If B does not have special structure, there isn’t a lot special to be done about the multiplications A * B * A' themselves.
Only needing a small subblock of the result means that you should not compute the full product. Instead use R[i,j] == A[i,:] * B * A[j,:]' (where i/j, can be single indices or sets of indices) as suggested above.
Note that these matrices are so large (~160GB) that most systems won’t even be able to hold one in RAM, much less both. Is there further structure you can exploit? Are X and B totally arbitrary matrices or do they possess low rank or some other structure?
Unless you can do something clever about computing A = inv(I-X) itself, that calculation would be at least half your cost anyway (and almost all of it if you only need a tiny block of the result) so there are limited gains from anything else. One possibility is to use the block matrix inverse in order to compute only A[i,:] for the subset i that you need, but I don’t think that actually saves a ton here without further structure.
Alternatively, for some X you may be able to use the Neumann series, which allows that
(I - X)^{-1} = \sum_{n=0}^\infty X^n when the sum converges. If it converges, then you should be able to compute this via A_N = \sum_{n=0}^N X^n where \lim_{N\rightarrow\infty} A_N = A. You can compute A_N recursively via A_{n+1} = I + A_{n}X from initial condition A_0 = I until convergence.

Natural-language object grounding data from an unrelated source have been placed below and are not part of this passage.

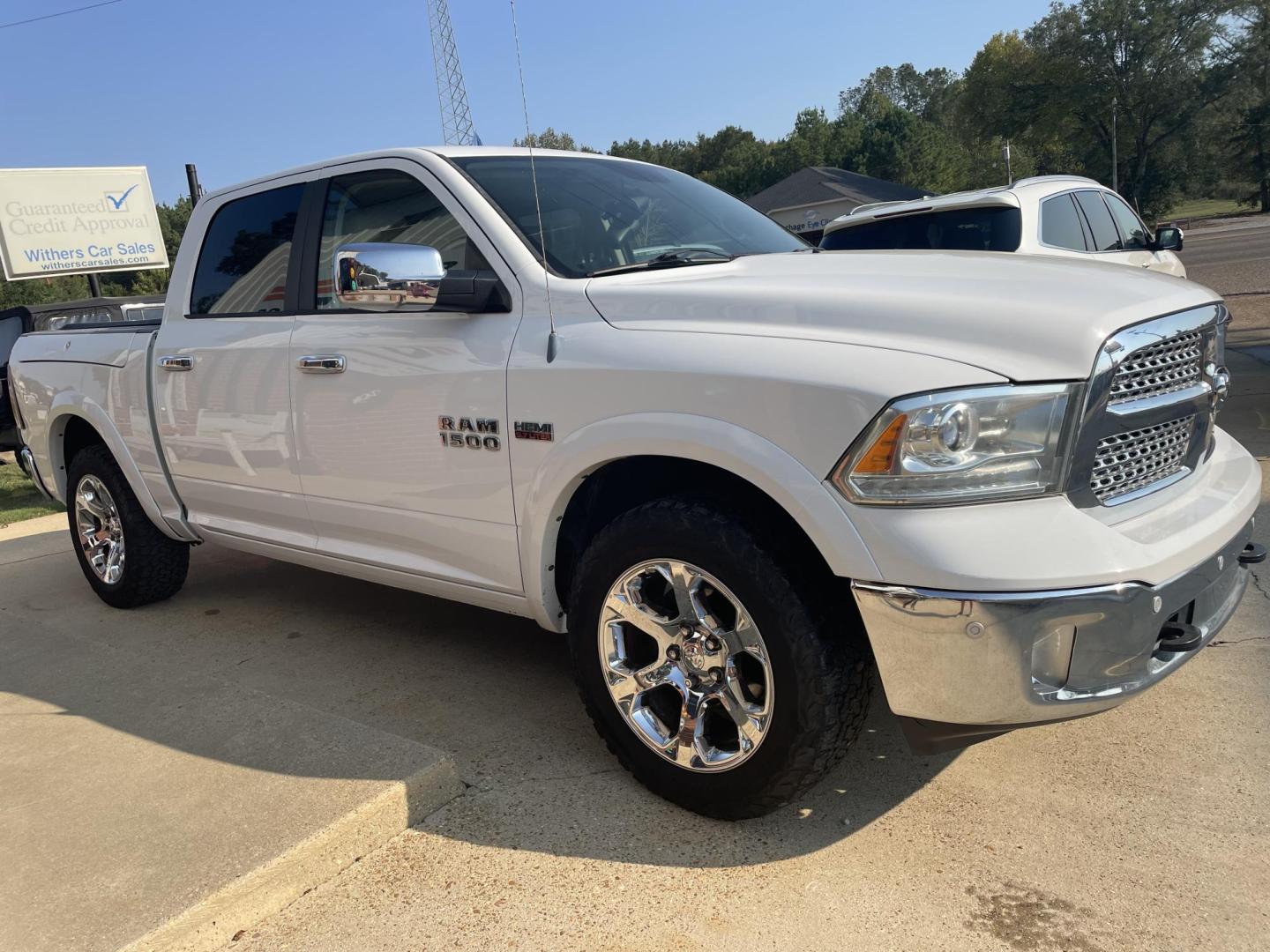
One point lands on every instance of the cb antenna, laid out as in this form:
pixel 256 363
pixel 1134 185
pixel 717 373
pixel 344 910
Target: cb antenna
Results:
pixel 534 179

Since you only care about A[i,:] (the rows of A indexed by i), you can instead start with A_0 = I[i,:] (the rows i of the identity matrix). In other words, the following function should either compute A[i,:] from X or throw an error if it will not work:
using LinearAlgebra
computeAi(X, ::Colon=Colon()) = computeAi(X, axes(X, 1)) # compute full matrix
function computeAi(X, i)
Ii = UniformScaling(one(eltype(X)))[i, axes(X, 2)] # I[i,:]
A = Ii
while true
Aprev = A
A = Ii + Aprev * X # could remove per-loop memory allocations with some effort
all(isfinite, A) || error("does not converge")
A == Aprev && return A # may want to make the comparison approximate
end
end
This is efficient when i is a small subset of the full dimension. When this converges, R[i,j] == computeAi(X, i) * B * computeAi(X, j)'.